Au bonheur des dames

Au_bonheur_des_damesRoman d’Émile Zola.

Denise Bandu arrive à Paris après la mort de ses parents. Elle est accompagnée de ses jeunes frères, Jean et Pépé. La jeune fille croit trouver de l’aide auprès d’un vieil oncle, marchant de tissu. Mais la boutique du commerçant fait lentement faillite sous la poussée vorace du Bonheur des Dames, immense magasin de nouveautés qui s’installe peu à peu et étouffe les petits commerces du quartier. Denise trouve une place de vendeuse dans cette immense machine commerciale. Mais sa gaucherie et sa douceur la desservent grandement auprès des vendeuses, archétypes des petites Parisiennes fortes en mots. À force de patience et grâce, la jeune et blonde Denise attire l’attention d’Octave Mouret, le propriétaire du magasin.

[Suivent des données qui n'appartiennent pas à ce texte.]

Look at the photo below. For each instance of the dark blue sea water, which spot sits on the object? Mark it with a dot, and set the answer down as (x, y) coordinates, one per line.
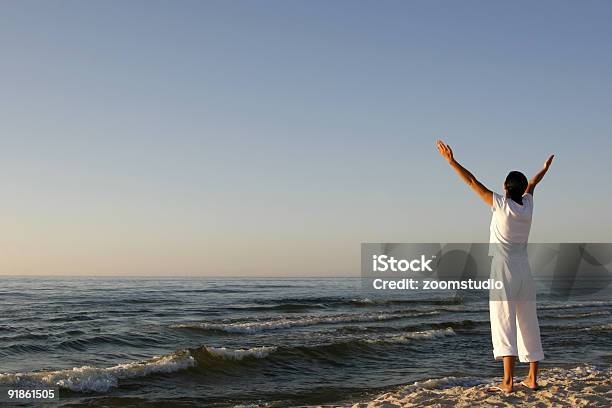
(268, 342)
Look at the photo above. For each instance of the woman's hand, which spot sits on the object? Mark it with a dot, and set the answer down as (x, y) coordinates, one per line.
(446, 151)
(548, 161)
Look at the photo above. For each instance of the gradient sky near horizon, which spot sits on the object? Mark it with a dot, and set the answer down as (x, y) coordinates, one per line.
(227, 138)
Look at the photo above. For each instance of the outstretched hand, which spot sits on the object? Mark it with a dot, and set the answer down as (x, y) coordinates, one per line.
(548, 161)
(445, 151)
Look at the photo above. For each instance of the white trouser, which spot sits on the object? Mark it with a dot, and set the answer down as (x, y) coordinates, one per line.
(514, 319)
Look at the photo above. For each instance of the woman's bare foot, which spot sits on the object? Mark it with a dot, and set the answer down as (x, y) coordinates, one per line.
(530, 383)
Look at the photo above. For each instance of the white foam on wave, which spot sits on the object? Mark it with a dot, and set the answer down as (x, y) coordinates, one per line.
(96, 379)
(88, 378)
(258, 326)
(407, 337)
(239, 354)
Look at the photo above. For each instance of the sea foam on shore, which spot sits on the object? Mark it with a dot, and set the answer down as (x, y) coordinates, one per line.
(577, 387)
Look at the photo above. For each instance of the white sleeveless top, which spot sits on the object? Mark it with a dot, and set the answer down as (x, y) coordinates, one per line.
(511, 222)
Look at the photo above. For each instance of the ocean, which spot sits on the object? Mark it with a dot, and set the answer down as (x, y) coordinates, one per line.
(260, 342)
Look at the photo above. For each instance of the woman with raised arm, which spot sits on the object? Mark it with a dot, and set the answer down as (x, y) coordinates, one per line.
(514, 322)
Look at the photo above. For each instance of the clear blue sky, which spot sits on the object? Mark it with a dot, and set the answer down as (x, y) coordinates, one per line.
(273, 137)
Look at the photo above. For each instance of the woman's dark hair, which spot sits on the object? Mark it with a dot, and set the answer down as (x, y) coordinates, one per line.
(516, 184)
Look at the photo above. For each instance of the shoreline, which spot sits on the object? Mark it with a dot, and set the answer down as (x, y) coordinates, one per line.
(582, 386)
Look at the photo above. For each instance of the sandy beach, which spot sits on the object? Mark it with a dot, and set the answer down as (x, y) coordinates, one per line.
(578, 387)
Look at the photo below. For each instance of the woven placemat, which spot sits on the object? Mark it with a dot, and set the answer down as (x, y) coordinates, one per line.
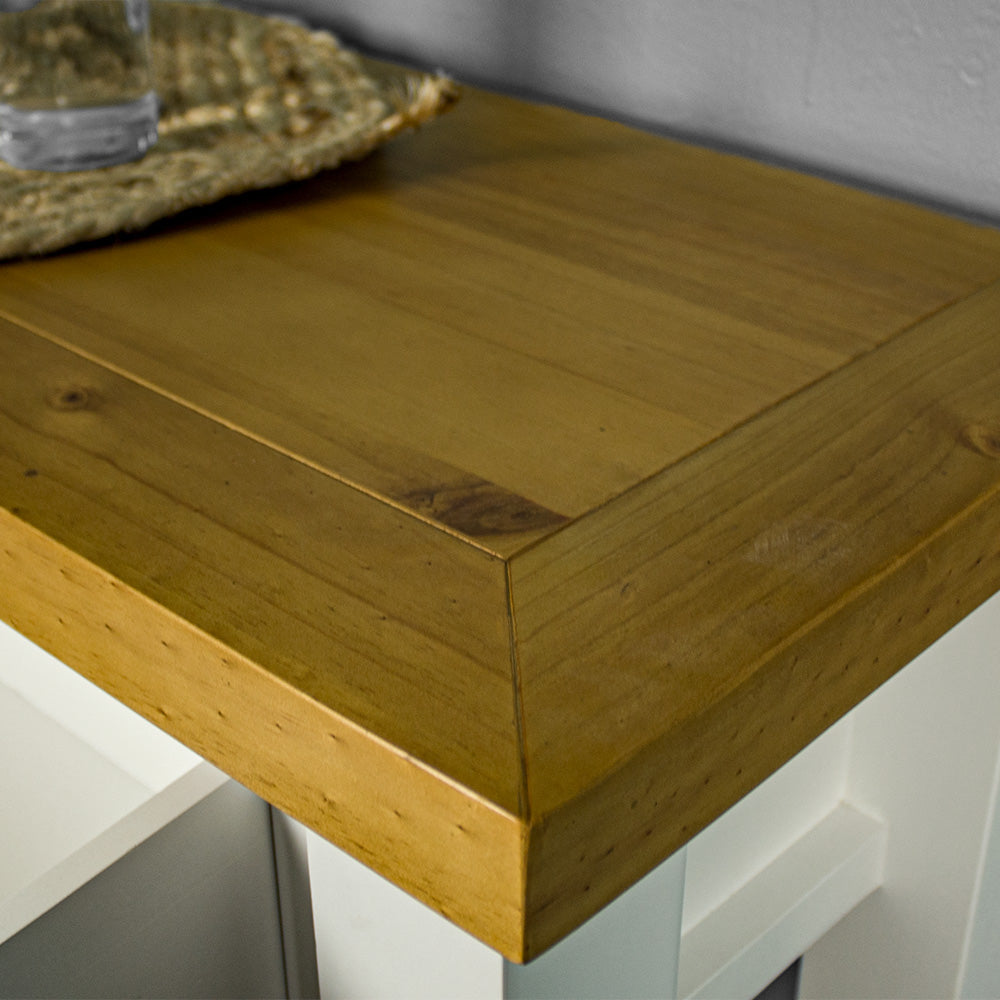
(246, 102)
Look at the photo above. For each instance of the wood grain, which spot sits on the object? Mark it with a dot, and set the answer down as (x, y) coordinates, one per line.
(508, 505)
(766, 586)
(550, 305)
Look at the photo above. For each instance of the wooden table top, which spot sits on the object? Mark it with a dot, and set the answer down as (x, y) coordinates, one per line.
(509, 504)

Revoilà donc Octave que l’on avait croisé dans La conquête de Plassans et suivi dans Pot-Bouille. À la fin de ce volume, il épousait Caroline Hédouin, propriétaire d’un commerce en plein essor. Rapidement veuf, mais vite consolé par Le Bonheur des Dames qui était apporté dans la corbeille de mariage, Octave se montre un entrepreneur ambitieux et innovant. Il ne croit plus au petit magasin solitaire et spécialisé dans une gamme d’articles. « Le petit commerce y laissera encore une aile. Enterrés, tous ces brocanteurs qui crèvent de rhumatismes, dans leurs caves ! » (p. 52) Dans son énorme temple des emplettes, Octave décide de vendre de tout, du simple lacet aux meubles en passant par les casseroles. Vous voulez une robe ? Montez à l’entresol, au rayon de la confection. Il vous faut des mouchoirs ? C’est au rayon lingerie, mais gare aux querelles entre les vendeuses ! Entre publicité sans cesse étendue et primes aux meilleurs vendeurs, Octave Mouret invente le commerce moderne. Zola avait parfaitement compris les nouveaux rouages de la consommation : flatter les clientes (oui, évidemment, il n’y a que les femmes qui se laissent aller aux achats compulsifs…), promettre moins cher pour vendre plus, jouer sur l’offre et la demande, etc. Et surtout, écraser la concurrence, ne lui laisser aucune chance. « Partout, Le Bonheur des Dames rachetait les baux, les boutiques fermaient, les locataires déménageaient. » (p. 233)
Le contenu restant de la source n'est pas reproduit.